New Capabilities Development
New Capabilities Development services help companies ramp up the maturity curve. Building organizational functions 'from scratch' is often necessary to amplify effectiveness. It's all about putting enablers in place.
SERVICE OFFERINGS
- Project Management Offices
Standing up PMOs to enable project success across the enterprise. Standards and methodology development, tool and template creation. Defining roles, responsibilities and expectations of PMO resources. KPIs and metrics to monitor performance.
- BMOs, VMOs, and IMOs
Setting up Business Management Offices for enterprises looking for stronger alignment between business strategy and IT services.
Building Vendor Management Offices (or VM functions within BMOs) to establish working procurement practices (including SLAs and OLAs) with external providers.
Establishing Integration Management Offices to enable M&A conversion planning.

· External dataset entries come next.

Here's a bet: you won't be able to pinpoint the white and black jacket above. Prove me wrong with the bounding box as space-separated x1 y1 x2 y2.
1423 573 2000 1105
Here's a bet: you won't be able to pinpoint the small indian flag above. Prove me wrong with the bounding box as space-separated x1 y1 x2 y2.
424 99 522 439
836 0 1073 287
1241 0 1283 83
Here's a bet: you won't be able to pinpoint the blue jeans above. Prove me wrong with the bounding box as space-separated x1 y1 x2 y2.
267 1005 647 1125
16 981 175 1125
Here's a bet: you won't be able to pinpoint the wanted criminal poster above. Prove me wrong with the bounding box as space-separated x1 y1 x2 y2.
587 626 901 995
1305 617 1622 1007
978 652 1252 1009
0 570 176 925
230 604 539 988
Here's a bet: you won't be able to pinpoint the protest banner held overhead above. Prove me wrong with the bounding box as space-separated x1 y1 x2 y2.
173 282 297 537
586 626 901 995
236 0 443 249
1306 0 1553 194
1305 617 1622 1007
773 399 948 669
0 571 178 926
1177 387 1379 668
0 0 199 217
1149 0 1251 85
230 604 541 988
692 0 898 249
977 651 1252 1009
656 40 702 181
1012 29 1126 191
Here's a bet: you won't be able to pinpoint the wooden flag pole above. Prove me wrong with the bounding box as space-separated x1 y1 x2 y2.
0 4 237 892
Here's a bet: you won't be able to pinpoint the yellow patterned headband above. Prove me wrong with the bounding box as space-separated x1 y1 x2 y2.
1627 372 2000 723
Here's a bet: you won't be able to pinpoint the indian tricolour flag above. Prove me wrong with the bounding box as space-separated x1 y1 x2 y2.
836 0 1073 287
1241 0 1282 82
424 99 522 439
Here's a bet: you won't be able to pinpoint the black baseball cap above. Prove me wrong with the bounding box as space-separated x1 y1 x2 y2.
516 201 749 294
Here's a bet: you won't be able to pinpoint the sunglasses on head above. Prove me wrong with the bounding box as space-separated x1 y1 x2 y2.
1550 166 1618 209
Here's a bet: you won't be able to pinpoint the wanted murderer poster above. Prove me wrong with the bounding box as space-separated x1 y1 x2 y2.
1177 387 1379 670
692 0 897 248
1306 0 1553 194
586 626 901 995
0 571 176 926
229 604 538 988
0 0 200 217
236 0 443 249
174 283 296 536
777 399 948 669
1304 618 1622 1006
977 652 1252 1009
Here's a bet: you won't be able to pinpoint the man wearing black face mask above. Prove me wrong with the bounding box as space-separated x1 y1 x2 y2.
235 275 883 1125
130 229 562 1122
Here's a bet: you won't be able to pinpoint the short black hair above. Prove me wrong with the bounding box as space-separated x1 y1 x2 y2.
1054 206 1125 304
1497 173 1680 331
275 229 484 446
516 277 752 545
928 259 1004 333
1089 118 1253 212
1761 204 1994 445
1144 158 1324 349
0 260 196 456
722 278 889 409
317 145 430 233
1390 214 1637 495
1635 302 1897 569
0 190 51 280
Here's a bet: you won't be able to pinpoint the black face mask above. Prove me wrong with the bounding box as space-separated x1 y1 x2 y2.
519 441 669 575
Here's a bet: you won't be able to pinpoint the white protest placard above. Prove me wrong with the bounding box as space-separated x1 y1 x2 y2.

Tracking progress relative to planned cutover date. Development of tools and reporting to identify those risks and issues that may threaten merger success.

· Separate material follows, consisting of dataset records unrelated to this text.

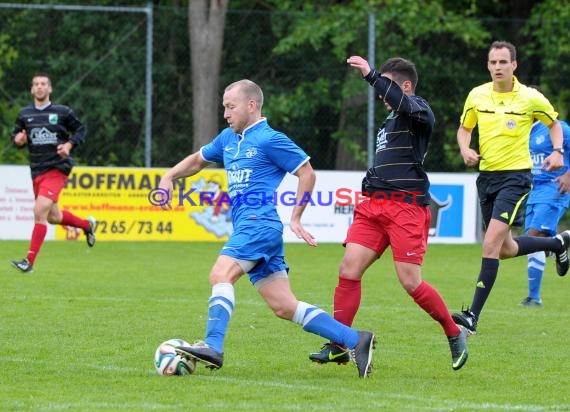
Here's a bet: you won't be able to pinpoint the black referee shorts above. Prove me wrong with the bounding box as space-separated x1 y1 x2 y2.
477 170 532 229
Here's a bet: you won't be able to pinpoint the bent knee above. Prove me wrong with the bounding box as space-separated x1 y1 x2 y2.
272 307 293 320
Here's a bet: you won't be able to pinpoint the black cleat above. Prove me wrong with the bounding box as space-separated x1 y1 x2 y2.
11 258 33 273
176 341 223 370
448 325 469 371
519 297 543 307
349 331 376 378
309 342 350 364
452 309 477 335
85 216 96 247
554 230 570 276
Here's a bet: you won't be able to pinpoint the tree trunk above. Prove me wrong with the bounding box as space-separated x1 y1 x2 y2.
188 0 228 152
335 89 368 170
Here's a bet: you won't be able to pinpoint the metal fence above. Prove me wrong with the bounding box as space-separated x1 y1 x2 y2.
0 3 566 171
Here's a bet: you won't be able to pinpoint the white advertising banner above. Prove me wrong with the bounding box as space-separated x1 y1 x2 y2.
0 165 55 240
276 171 479 244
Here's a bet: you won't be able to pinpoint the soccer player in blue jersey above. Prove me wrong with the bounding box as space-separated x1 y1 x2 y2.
309 56 469 371
520 114 570 307
157 79 376 378
453 41 570 333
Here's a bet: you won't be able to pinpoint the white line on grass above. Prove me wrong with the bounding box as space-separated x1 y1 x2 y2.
1 360 568 411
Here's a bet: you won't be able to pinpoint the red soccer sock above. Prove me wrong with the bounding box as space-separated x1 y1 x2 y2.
26 223 47 266
60 211 89 231
333 277 362 327
409 280 460 337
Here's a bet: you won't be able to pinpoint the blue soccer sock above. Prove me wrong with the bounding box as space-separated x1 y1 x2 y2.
204 282 234 353
527 252 545 300
292 301 359 349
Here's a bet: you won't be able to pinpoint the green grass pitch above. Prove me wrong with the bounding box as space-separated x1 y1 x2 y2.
1 240 569 411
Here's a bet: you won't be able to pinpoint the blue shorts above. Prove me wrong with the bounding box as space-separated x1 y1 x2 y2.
525 203 568 236
220 225 289 285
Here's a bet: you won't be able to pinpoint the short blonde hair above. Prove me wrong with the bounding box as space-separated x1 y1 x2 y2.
225 79 263 109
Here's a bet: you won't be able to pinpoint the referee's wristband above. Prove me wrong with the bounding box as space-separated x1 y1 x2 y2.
553 147 564 154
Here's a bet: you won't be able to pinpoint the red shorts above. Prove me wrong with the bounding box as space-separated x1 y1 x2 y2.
344 199 430 265
33 169 68 202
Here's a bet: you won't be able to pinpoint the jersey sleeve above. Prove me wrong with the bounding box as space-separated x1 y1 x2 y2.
11 111 26 144
531 89 558 126
200 132 225 164
264 132 309 174
65 107 86 146
460 89 478 129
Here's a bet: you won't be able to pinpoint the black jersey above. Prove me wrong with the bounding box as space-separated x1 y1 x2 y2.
12 103 86 179
361 70 434 206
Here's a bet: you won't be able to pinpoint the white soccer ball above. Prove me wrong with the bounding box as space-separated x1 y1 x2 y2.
154 338 196 376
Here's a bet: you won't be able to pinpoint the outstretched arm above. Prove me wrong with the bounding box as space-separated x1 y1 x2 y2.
158 151 211 210
346 55 372 77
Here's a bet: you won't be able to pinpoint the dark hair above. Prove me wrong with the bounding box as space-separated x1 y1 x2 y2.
379 57 418 91
31 72 52 86
489 41 517 61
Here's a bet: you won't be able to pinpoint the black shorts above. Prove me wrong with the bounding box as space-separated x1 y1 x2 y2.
477 170 532 229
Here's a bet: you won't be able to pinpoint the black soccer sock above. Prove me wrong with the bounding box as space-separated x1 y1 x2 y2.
470 257 499 318
514 236 562 257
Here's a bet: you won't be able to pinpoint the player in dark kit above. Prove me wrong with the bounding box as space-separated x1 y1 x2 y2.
309 56 469 371
10 73 96 273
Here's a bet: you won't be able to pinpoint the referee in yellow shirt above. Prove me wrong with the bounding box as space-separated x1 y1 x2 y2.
452 41 570 335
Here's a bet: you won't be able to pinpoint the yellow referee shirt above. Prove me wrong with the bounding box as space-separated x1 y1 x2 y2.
460 76 558 171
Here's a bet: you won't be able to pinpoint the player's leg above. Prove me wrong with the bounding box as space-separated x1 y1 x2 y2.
502 173 570 274
175 254 246 369
52 205 95 247
390 202 468 370
521 204 547 305
521 205 545 306
454 171 529 332
11 171 60 272
310 199 383 364
258 276 376 378
10 195 53 272
40 169 96 247
335 243 379 325
521 201 569 305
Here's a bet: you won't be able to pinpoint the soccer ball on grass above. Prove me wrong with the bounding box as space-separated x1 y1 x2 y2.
154 338 196 376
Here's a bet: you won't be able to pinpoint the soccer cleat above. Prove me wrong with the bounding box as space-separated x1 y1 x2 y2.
11 258 33 273
349 331 376 378
309 342 350 364
451 308 478 335
448 325 469 371
85 216 96 247
554 230 570 276
175 341 223 370
519 297 543 307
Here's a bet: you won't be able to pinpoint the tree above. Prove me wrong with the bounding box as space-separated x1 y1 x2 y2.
522 0 570 119
189 0 228 152
267 0 490 170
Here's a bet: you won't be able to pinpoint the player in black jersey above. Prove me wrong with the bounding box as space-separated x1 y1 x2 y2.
10 73 96 273
309 56 468 371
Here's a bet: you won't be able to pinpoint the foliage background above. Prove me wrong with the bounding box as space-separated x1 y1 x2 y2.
0 0 569 171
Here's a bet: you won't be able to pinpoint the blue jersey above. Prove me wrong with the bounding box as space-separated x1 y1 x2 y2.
201 118 309 231
528 120 570 205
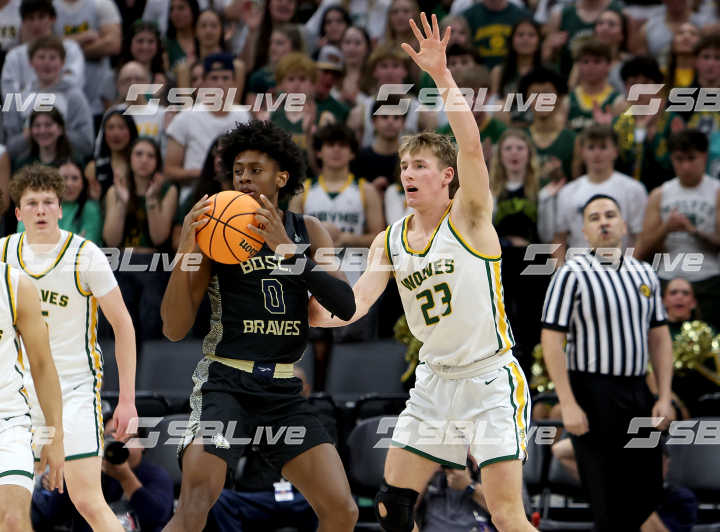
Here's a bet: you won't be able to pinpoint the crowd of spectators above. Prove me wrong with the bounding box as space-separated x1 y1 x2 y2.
1 0 718 362
1 0 719 528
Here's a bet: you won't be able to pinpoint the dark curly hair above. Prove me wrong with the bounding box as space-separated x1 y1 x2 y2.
218 120 305 204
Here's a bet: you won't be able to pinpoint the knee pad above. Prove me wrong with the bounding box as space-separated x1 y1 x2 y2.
374 480 419 532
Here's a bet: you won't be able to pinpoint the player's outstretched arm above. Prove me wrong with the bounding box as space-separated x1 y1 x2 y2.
250 196 357 321
161 195 213 341
308 229 391 327
402 13 493 218
16 274 64 492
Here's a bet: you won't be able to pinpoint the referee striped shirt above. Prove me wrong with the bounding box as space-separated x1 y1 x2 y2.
541 252 667 376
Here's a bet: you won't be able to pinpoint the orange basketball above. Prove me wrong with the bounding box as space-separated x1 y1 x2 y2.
196 191 265 264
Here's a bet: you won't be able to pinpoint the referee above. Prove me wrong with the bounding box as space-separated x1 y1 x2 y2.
541 194 674 531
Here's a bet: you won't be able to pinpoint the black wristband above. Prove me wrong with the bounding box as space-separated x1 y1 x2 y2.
285 253 355 321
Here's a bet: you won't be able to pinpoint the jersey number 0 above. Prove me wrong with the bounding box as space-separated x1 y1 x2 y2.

- Monitoring and Oversight Functions
Formalizing internal areas to assess, manage, and mitigate risk. In a heavy-regulated setting, M&O functions can look like cross between a formal line of defense and a QC organization, with a strong emphasis on governance, risk and compliance.
- Supply & Demand Management Functions
Building systematic methods for assessing resource (supply) needs and ensuring optimal resource utilization, as well as quantifying and prioritizing requested work (demand).
- Change Control Boards
Defining criteria by which CCB approval is necessary, recommending proposed composition of voting membership, creating tools to assess impact and help inform CCB decisions.

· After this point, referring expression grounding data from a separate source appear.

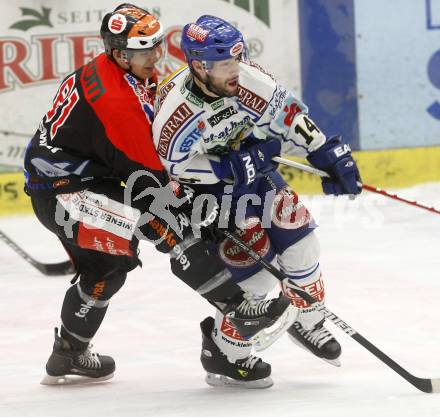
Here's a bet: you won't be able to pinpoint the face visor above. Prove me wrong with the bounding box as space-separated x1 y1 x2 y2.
124 36 167 63
200 41 248 78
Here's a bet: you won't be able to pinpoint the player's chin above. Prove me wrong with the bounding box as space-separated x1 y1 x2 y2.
144 67 155 77
135 67 154 80
224 80 239 96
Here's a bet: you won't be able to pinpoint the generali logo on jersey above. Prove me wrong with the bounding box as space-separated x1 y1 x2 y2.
237 85 268 116
1 6 185 93
158 102 194 158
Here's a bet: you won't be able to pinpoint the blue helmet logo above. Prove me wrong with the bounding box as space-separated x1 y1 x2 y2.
180 15 246 67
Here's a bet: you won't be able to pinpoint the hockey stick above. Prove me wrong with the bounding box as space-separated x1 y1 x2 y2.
0 229 75 276
273 156 440 216
221 229 440 393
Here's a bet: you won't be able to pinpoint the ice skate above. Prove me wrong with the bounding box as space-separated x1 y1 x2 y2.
200 317 273 389
288 320 342 367
224 292 298 347
40 328 115 385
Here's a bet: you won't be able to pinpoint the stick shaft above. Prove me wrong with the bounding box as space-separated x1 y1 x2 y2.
273 156 440 215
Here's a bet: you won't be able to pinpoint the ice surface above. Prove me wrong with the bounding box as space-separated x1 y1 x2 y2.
1 183 440 417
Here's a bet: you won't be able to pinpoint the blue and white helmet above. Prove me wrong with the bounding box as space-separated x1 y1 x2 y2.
180 15 248 69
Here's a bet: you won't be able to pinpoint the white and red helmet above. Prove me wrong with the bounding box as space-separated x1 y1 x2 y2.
100 3 164 55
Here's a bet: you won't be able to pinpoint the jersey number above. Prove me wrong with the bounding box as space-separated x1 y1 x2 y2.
294 116 320 145
46 74 79 140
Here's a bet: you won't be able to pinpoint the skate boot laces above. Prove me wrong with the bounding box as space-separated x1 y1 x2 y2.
294 323 334 349
236 355 261 369
77 345 102 369
236 292 271 317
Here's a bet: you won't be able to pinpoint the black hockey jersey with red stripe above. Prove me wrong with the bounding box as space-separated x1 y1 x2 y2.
24 53 167 196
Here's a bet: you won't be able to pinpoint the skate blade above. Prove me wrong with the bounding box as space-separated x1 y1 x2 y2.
288 334 341 367
40 372 114 386
252 304 298 352
205 373 273 389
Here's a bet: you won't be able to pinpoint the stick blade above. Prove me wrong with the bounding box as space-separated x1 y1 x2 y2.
430 379 440 393
37 260 75 276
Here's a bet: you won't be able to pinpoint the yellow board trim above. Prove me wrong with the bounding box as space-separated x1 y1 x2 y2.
1 146 439 217
280 146 440 194
0 172 32 216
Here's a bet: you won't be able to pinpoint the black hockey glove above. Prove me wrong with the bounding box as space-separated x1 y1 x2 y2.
190 198 233 244
170 182 231 244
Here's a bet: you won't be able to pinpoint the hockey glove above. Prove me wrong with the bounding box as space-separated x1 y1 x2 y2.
191 199 233 244
307 136 362 196
228 139 281 191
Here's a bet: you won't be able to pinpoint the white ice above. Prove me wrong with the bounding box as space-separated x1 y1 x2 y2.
1 183 440 417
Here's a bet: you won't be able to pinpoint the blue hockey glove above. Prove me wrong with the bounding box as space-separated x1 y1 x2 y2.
307 136 362 196
229 139 281 188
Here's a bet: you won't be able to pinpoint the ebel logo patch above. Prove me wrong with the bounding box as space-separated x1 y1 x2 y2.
237 85 268 116
207 106 238 127
158 103 193 158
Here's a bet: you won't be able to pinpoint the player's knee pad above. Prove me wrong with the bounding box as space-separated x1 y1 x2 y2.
237 261 279 296
79 270 127 301
277 231 320 280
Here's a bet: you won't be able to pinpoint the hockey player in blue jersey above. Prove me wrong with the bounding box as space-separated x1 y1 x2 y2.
152 15 362 388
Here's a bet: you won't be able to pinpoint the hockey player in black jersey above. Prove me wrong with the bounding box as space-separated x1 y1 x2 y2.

- Help Desks, Service & Support Centers, Centers of Excellence
- And many other New Capabilities-related services that amplify effectiveness.
CASE STUDIES
A national investment firm sought to mature its Project Management Office. While the software development lifecycle methodology and the delivery discipline were fairly mature, the portfolio management side needed some improvement. Historically, project requests were fulfilled on a first come, first served basis – and not necessarily in an order most beneficial to the firm.
RFC was commissioned to build out a robust Demand Management function. A new sizing tool, strategic alignment model, and prioritization framework enabled the client to systematically quantify and sequence demand.
A global investment bank’s EVP was spearheading the launch of a new business unit per the bank’s strategy to break into an emerging market for specific asset classes. The EVP’s desire was to stand up a fully-functioning Project Management Office, separate and distinct from the enterprise’s existing PMO. She believed that such autonomy would give her the project focus and speed needed to rapidly push products out the door and to effectively compete in this red hot market.
RFC met with the EVP and convinced her that instead of building a new PMO from scratch, leveraging as much as possible from the EPMO was the way to go. After all, the enterprise’s standards, tools and templates, and delivery methodology were solid. Ultimately five dedicated project managers were hired directly into her unit; they focused solely on her initiatives and closely collaborated with EPMO.
The EVP was grateful to achieve her true intended outcome – focus and speed – without having to reinvent the wheel to do it. To this day, she regards RFC as one of her most trusted advisors.